Nem Alexandre de Moraes nem Luiz Fux estão agindo circunstancialmente. Estão agindo institucionalmente. Não são um. São todos. Atacar um é atacar todos. A tática da personalização do Supremo morre no grito, mas não se transforma em gesto. Erra o alvo. O presidente da República conseguiu unir o Supremo.
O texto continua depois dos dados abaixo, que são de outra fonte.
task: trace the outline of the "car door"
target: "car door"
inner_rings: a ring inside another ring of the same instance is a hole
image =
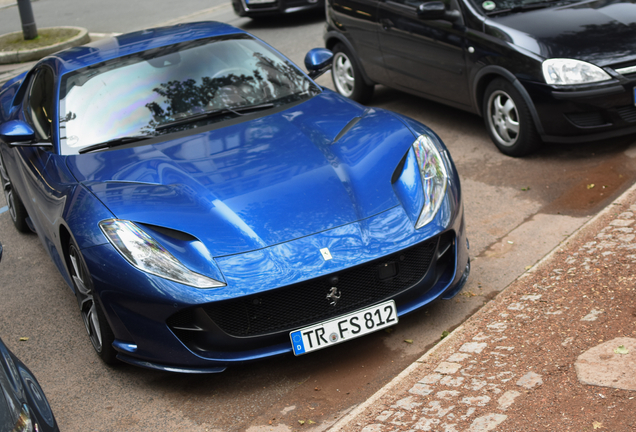
[[[375,82],[386,82],[378,42],[378,3],[379,0],[328,0],[327,19],[344,33],[367,76]]]
[[[392,86],[455,106],[470,106],[463,19],[424,20],[421,0],[384,0],[378,17],[380,49]],[[461,12],[456,0],[446,10]]]
[[[35,143],[18,145],[9,152],[9,175],[17,187],[29,218],[45,247],[56,237],[53,227],[64,208],[64,187],[68,178],[63,158],[54,152],[53,121],[55,109],[53,71],[43,66],[31,75],[22,102],[23,120],[35,131]]]

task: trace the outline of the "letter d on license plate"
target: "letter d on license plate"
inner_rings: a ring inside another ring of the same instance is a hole
[[[289,337],[294,354],[301,355],[390,327],[397,322],[395,302],[390,300],[295,330],[289,333]]]

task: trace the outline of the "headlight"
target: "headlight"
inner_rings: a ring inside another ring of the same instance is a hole
[[[22,406],[22,410],[20,411],[20,416],[18,417],[18,421],[15,426],[11,430],[11,432],[33,432],[35,429],[33,427],[33,420],[31,420],[31,413],[29,412],[29,408],[26,405]]]
[[[420,135],[413,143],[413,150],[424,190],[424,206],[415,224],[418,229],[432,221],[439,210],[446,193],[448,173],[442,155],[428,136]]]
[[[218,288],[223,282],[195,273],[130,221],[109,219],[99,223],[106,238],[139,270],[196,288]]]
[[[588,84],[612,79],[603,69],[572,59],[548,59],[543,62],[543,77],[548,84]]]

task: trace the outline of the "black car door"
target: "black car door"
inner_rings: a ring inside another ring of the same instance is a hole
[[[343,32],[372,81],[386,81],[378,42],[379,0],[328,0],[329,22]]]
[[[455,106],[470,106],[462,18],[424,20],[421,0],[384,0],[378,17],[380,49],[391,86]],[[456,0],[447,10],[460,11]]]

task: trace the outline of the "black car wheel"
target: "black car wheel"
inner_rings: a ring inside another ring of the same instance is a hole
[[[68,246],[68,267],[75,286],[82,321],[93,348],[104,363],[115,364],[117,363],[117,352],[113,348],[115,336],[94,294],[93,283],[84,258],[72,240]]]
[[[367,103],[373,96],[373,87],[367,85],[355,58],[347,47],[339,43],[333,47],[333,85],[341,95],[360,103]]]
[[[0,183],[2,183],[4,198],[7,201],[7,207],[9,208],[9,215],[13,221],[13,225],[15,225],[15,228],[20,232],[31,232],[31,229],[26,222],[29,214],[27,213],[24,204],[22,204],[20,196],[11,184],[11,179],[2,165],[2,158],[0,158]]]
[[[530,110],[509,81],[497,78],[488,84],[483,104],[486,129],[502,153],[519,157],[539,148]]]

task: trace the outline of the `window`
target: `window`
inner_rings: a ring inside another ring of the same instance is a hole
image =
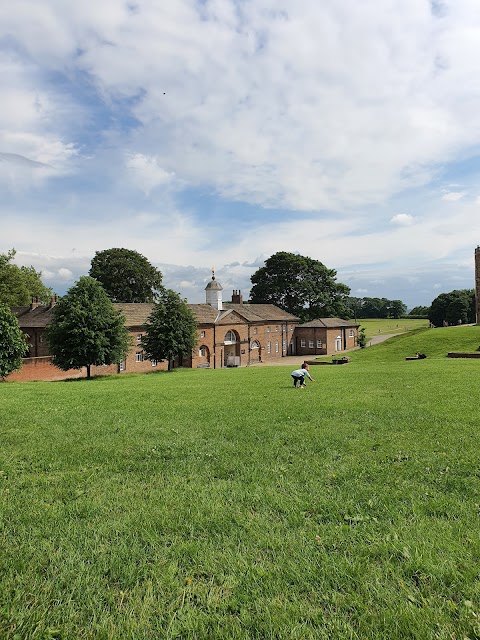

Defendido e bem o Supremo, ao ministro Fux só faltou falar como Cícero, grande orador do século I a.C., disse a um senador que conspirava contra a República Romana: “Até quando abusarás da paciência nossa?”

Neste Dia da Independência, ficou claro. Importante agora é cumprir a Constituição. E neste caso, não é o Supremo que tem que fazer cumprir a Constituição. É o deputado Arthur Lira, presidente da Câmara. A bola está com ele. Ele tem de ter a coragem política de barrar ou não os pedidos de impeachment. Justificando o porquê da sua decisão nos mais de 130 pedidos parados. Um a um. Parar os pedidos é uma forma de decidir contra eles. É isto mesmo, deputado Arthur Lira?

O que se está pedindo é que Lira venha à luz do sol, o melhor detergente contra a pequena política. Diga institucionalmente suas razões. E arque política e eleitoralmente com sua opção. Chegou a hora da coragem da verdade de Lira. O país não quer mais ataques nem jogos velados, negociações noturnas e soturnas.

O presidente Lira tem que dizer, ao recusar ou fazer progredir os pedidos de impeachments, se mobilizar uma multidão contra ministro do Supremo é constranger juiz a fazer ou deixar de fazer ato do seu ofício, conforme o artigo 6, 6, da Lei de Impeachment. Se chamar um ministro do Supremo de canalha é proceder de modo incompatível com decoro do cargo, conforme o artigo 7, 9, da mesma lei.

Ele é o juiz nesta etapa. E não o Supremo. Se ele pretende ser o Muro de Berlim que divide o país, que seja. O direito de discricionariedade do sim ou do não é seu. Desde que o exerça.

No seu juízo de admissibilidade inicial, não é suficiente palavras ao vento. Nem ambíguas. Importa é colocá-las em ação. A virtude na política se traduz na ação. E é ação que se transforma em votos.

Se o presidente da República faz pressão no Supremo e no ministro Alexandre de Moraes, o faz para desviar a pressão sobre o deputado Arthur Lira. É óbvia tática.

Como Michelangelo disse para sua estátua de Moisés quando pronta: “Por que não falas, deputado?”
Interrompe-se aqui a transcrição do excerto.